I also asked them for their office address, so I can write a complaint or visit the offices personally if the occasion should arise. 

Simultaneously, I contact their support twitter handle, air my grievance. There hasn’t been any responses at the time of this writing.  

Instance 4 

Support folks reply that, they can confirm the transaction. This is the exact same thing they said last time.  

In addition to that, the support folks tell me that, they are no longer responsible and now I must travel to the merchant (who is like at least a 100 kilometers away) and sort things out with him.  

In other words, paytm wishes to take no responsibility for the incident (they never sent him the transaction SMS and nor did the merchant app update the transaction details) and essentially washing their hands off the whole thing.  

Incident 5 

I replied again, asking them to provide me with their office address, so I can write a letter of complaint. So far, I don’t have a reply yet.  

[I will update the incidents if paytm should choose to respond] 

My Learnings 

I am a big time proponent of online stuff. I have been using online banking since 2006, and since then, everything I do, transactions as small as 10 rupees, has been done online, if the other party agrees. Since I turned consultant almost 4 years ago, I have always said no to cash, even forcing people to pay me online.  

Hence, when the demonetization drive started, I liked it. Now, even sundry purchases with the local shop owner (like tea and biscuits and other small shops and hotels) will take digital money. Still, I always felt that app based services (who don’t have a office to walk into or a phone number to call them directly and speak to a human) can be shaky when it comes to providing support. 

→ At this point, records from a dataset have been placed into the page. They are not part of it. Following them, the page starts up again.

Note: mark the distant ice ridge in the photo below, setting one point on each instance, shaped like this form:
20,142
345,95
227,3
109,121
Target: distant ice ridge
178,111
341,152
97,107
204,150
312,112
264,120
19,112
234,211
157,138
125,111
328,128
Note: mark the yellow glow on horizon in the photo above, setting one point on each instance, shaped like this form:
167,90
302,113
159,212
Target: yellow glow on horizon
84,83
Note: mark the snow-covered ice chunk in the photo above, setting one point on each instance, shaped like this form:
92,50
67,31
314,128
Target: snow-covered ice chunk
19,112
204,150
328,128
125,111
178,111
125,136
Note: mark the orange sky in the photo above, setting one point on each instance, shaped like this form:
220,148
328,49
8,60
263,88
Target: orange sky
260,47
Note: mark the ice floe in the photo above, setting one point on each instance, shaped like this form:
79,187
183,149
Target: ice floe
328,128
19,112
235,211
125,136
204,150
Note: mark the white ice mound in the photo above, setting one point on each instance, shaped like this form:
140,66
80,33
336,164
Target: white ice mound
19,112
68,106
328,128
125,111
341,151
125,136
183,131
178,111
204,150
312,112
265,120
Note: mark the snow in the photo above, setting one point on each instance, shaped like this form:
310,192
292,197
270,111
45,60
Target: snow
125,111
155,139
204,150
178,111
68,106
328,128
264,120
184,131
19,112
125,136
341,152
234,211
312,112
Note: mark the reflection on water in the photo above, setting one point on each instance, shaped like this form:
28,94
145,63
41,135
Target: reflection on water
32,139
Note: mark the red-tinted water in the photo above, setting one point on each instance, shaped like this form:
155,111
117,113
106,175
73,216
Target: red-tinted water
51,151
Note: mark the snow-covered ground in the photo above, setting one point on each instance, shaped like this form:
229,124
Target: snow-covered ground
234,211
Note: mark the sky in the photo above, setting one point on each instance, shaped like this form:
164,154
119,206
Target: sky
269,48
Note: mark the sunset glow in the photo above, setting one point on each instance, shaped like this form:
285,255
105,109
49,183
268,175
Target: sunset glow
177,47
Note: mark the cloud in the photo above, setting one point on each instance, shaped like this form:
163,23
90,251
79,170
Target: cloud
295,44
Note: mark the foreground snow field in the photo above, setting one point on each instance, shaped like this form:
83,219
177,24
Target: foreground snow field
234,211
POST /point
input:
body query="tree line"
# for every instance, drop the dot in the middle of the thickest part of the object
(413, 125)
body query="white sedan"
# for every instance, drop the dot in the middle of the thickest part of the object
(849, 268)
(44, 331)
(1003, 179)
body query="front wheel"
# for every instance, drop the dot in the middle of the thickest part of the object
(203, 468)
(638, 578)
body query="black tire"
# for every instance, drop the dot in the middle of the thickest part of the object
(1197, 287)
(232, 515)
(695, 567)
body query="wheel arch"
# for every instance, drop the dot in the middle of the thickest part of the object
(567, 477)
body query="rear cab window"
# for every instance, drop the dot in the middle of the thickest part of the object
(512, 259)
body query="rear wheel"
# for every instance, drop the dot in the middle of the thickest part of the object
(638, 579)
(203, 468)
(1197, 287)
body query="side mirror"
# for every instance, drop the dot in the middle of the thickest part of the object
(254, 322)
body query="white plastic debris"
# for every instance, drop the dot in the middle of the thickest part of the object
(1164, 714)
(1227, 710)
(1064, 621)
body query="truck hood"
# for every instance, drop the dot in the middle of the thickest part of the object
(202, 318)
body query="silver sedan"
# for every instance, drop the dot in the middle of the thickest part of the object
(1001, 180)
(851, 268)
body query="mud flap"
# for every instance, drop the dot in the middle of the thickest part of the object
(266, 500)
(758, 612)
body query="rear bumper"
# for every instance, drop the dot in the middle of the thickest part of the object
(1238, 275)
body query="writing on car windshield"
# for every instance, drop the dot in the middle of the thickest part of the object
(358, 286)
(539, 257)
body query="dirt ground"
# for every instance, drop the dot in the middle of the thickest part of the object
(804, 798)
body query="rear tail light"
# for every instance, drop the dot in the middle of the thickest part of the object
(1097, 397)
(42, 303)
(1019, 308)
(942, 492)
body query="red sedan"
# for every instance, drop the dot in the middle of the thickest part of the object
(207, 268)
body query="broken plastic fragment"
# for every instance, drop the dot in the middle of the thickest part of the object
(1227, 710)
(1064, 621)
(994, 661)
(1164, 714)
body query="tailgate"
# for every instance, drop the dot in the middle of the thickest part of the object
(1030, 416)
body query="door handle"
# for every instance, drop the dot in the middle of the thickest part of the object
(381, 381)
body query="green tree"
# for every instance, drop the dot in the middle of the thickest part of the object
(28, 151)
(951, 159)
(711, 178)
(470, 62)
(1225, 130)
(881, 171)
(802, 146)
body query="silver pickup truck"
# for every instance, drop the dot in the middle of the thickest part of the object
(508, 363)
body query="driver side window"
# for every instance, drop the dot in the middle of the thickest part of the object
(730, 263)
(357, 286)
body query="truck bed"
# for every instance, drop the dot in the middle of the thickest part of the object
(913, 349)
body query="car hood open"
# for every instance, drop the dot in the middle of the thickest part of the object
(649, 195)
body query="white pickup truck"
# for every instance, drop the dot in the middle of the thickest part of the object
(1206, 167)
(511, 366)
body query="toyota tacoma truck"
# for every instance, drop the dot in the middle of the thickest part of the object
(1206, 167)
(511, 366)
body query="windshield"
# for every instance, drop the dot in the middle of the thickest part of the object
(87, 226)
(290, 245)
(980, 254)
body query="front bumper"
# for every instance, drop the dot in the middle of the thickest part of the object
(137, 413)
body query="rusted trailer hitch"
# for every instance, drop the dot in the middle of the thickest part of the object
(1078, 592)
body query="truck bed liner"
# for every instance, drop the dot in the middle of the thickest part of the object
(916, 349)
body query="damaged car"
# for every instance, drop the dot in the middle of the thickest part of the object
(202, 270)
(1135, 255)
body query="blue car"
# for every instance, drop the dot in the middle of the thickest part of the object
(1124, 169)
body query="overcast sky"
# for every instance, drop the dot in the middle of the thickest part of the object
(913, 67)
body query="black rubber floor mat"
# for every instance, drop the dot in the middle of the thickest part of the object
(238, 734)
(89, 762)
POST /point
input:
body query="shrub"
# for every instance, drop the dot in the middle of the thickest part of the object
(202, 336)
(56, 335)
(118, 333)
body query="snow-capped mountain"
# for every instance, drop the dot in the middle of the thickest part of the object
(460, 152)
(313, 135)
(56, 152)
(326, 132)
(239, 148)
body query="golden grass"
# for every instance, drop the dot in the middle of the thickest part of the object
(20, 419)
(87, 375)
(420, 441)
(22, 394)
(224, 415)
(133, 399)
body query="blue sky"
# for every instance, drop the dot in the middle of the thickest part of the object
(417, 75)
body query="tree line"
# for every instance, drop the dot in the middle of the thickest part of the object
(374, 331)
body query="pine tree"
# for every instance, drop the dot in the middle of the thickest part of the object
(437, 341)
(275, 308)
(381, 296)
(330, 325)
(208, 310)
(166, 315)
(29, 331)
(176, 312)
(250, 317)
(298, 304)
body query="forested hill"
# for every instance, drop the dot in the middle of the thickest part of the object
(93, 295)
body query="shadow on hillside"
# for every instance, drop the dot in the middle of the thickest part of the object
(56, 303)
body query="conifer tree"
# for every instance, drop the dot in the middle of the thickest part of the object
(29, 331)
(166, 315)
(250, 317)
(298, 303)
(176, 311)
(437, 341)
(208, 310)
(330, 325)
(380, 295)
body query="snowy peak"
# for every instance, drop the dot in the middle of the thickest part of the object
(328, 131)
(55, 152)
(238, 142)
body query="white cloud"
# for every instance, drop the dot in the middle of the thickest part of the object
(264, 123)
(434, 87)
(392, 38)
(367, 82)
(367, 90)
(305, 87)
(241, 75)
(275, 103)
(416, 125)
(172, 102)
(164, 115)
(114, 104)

Poor access to support when it comes to say, booking a cab or food or hotel or even products such as phones and computers, are okay. If I don’t like a service provider, I can say good bye to him, and move on. I can ditch said product and simply buy another.  

With money, I cannot ditch money can I? The 80 rupees I lost is a small amount, but will I ever trust paytm with a big ticket purchase? Heck, if anything, I will stop using paytm altogether. However, this comes with collateral damage. Paytm is the biggest mobile wallet player in town. If the biggest player in town shows such ignorance, can we, consumers trust other wallet providers?  

I will update this section if someone from paytm contacts me and resolves the issue. Till then, I will simply have to stop using their services.